Os líderes europeus temem também que o resultado britânico
estimule o "separatismo" em outros países.
A maioria dos 650 deputados federais britânicos é favorável
à permanência dos Reino Unido na UE, e apesar da necessidade de respeitar o
desejo do povo, expressado pelo resultado do plebiscito, eles não serão testemunhas
silenciosas do processo de saída.
Há pelo menos 450 deputados de diversos partidos articulando
o lobby para que as negociações com a UE tenham a permanência britânica no
mercado europeu como condição fundamental.
Isso, porém, forçaria o Reino Unido a manter suas fronteiras
com a UE abertas para trabalhadores europeus e continuar contribuindo para o
orçamento do bloco - um ponto controverso para os defensores da saída.
E deputados favoráveis à saída querem a aprovação de
legislação especial para pavimentar as negociações da retirada.
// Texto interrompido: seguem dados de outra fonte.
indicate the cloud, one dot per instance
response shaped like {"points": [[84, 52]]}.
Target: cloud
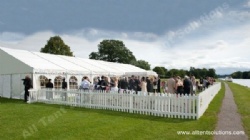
{"points": [[223, 43], [247, 4]]}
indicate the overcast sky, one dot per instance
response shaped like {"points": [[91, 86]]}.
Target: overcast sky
{"points": [[169, 33]]}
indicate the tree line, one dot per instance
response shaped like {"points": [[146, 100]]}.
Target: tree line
{"points": [[241, 75], [116, 51]]}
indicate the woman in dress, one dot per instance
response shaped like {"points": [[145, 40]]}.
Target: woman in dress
{"points": [[179, 85], [143, 85]]}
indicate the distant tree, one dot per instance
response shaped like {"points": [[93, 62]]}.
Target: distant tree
{"points": [[113, 51], [55, 45], [142, 64], [161, 71]]}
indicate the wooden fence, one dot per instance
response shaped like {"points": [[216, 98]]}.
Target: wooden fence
{"points": [[156, 104]]}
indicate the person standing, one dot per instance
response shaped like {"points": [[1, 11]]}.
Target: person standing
{"points": [[187, 85], [64, 87], [171, 84], [85, 84], [144, 86], [159, 85], [49, 86], [27, 85]]}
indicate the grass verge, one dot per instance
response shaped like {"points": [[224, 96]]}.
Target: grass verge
{"points": [[43, 121], [242, 99]]}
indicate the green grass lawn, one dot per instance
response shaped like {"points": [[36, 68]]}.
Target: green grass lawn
{"points": [[43, 121], [242, 98]]}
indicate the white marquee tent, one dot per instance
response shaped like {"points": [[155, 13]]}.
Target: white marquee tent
{"points": [[16, 64]]}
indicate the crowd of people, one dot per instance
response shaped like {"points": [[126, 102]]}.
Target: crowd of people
{"points": [[187, 85], [174, 85]]}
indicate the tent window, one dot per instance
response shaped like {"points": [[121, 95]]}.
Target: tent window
{"points": [[43, 81], [58, 82], [73, 83]]}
E já
identificaram justamente o objetivo de derrubar o ato parlamentar que em 1972
trouxe o Reino Unido para a então Comunidade Econômica Europeia.
E o impacto sobre as nações do Reino Unido?
O placar final apertado do plebiscito não foi o único
indicador de imensa divisão entre os britânicos.
Houve imensa disparidade na distribuição regional dos votos,
e o fato de que a Escócia votou em peso pela permanência na UE não passou
despercebido (66% votaram para ficar no bloco).
Em 2014, o país realizou um plebiscito de independência em
que 55% da população defendeu a manutenção da união estabelecida em 1707.
Mas agora, seus líderes têm argumentos para forçar uma nova
consulta.
Durante a campanha do plebiscito da UE, o Partido Nacional
Escocês (SNP) alertou que a Escócia não aceitaria ser "removida à
força" do bloco e que o processo poderia ressuscitar a causa separatista.
Na Irlanda do Norte, onde 56% votaram pela permanência,
lideranças republicanas, favoráveis a uma reunificação com a Irlanda ventilaram
a possibilidade de um plebiscito sobre independência.